The land: This is where it gets wrenching, the wait. The rescue boats are never enough, the air cover is barely there, and the supplies are fast dwindling, more when there are close to half a million mouths to feed. And this is where the direction gets even masterful. Nolan fills the air with deafening silence, with only the crashes of waves against the piers, and the ominous drone of the incoming bomber once in a while breaking the dead air. The dialogue is sparse and justifiably so. When everyone knows what he is up against, what is there to talk about! As against the panic and pandemonium of the Normandy beach invasion, where the incoming troops on to the beach are picked off one by one by gun nests perched on high altitudes, the beaches of Dunkirk are a never-ending procession of slow moving funerals, of ones washing off the shores killed at sea and ones razed to the ground by the bullets from the sky. Ably aided by his trusted lieutenant, Hans Zimmer, the almost metronomic score starts off with a steady rattle at the start of each event and as forces close in and death becomes imminent, it gains a feverish intensity making the moment even more claustrophobic and breathless.

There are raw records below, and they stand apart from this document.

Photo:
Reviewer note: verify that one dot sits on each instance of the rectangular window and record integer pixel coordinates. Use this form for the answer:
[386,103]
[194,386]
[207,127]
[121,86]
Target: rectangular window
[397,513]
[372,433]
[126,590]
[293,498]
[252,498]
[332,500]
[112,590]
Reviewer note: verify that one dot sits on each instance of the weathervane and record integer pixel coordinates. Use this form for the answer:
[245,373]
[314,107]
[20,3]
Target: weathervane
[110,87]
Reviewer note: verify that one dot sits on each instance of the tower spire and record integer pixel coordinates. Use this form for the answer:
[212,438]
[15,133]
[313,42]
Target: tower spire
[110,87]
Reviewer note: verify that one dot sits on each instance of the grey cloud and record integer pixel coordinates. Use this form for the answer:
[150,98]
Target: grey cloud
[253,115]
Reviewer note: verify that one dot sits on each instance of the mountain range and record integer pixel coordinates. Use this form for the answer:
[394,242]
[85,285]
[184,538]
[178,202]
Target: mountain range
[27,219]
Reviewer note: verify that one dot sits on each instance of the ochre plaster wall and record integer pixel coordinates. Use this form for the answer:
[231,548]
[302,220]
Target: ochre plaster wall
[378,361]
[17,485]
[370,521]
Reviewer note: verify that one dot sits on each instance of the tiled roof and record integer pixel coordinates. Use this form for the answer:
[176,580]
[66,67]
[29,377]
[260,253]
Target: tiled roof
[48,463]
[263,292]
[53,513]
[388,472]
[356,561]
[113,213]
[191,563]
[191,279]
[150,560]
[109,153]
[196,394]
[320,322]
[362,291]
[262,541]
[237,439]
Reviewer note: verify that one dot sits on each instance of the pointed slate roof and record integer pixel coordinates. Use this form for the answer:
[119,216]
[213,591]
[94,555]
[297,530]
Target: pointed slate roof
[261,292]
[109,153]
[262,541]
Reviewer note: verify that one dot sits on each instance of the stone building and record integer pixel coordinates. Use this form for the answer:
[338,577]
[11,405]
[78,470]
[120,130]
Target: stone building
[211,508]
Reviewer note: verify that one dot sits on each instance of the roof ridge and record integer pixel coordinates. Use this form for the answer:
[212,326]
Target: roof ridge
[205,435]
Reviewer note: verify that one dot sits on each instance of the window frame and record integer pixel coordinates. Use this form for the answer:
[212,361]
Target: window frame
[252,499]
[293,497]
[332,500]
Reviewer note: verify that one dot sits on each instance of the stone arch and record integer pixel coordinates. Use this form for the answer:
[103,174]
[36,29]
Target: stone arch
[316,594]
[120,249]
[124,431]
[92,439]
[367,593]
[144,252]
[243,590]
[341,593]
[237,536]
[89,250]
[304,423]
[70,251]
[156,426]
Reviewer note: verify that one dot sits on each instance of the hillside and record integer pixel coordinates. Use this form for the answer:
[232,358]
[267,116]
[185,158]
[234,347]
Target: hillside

Despite the war background, ‘Dunkik’ is not about war, not about the politics of it, and interestingly, never is a German face shown nor is he referred to by his nationality. This is a survival story and like many other survival stories, it is not selfishness when people try to jump over the others in lines, push others in front of the incoming, or fight with their brothers for that last place on the leaving boat. By keeping the proceedings near sterile, sans the usual high-strung emotions guiding the conduct and behavior in such circumstances, the tone is muted down greatly filling it with a sense of inevitability, either of death or of hope. The only quibble in an otherwise fantastic presentation is the clunky dialogue specially towards the end, where the conversations are too much on the nose about survival, when none could have served it just fine. The tone of the dialogue also runs contrary to an otherwise meditative presentation, where the viewer is almost kept at a distance for much of the feature to merely observe and marvel (?) than become involved in it at a personal level (contrast it to the first person's perspective of the first twenty minutes of Normany invasion in "Saving Private Ryan"). Same goes with the trawler boat sequence where a bunch of privates turn against each other, when bullets start to rain all around (Nolan already treaded this ground before in "The Dark Knight" in the joker's test of human's forgiving capacity involving rigging up 2 boats and placing the detonator's switch in each other's hands sequence). But for these minor complaints, 'Dunkirk' is a solid piece of history, movie and otherwise, from a confident filmmaker in supreme control and command of his craft.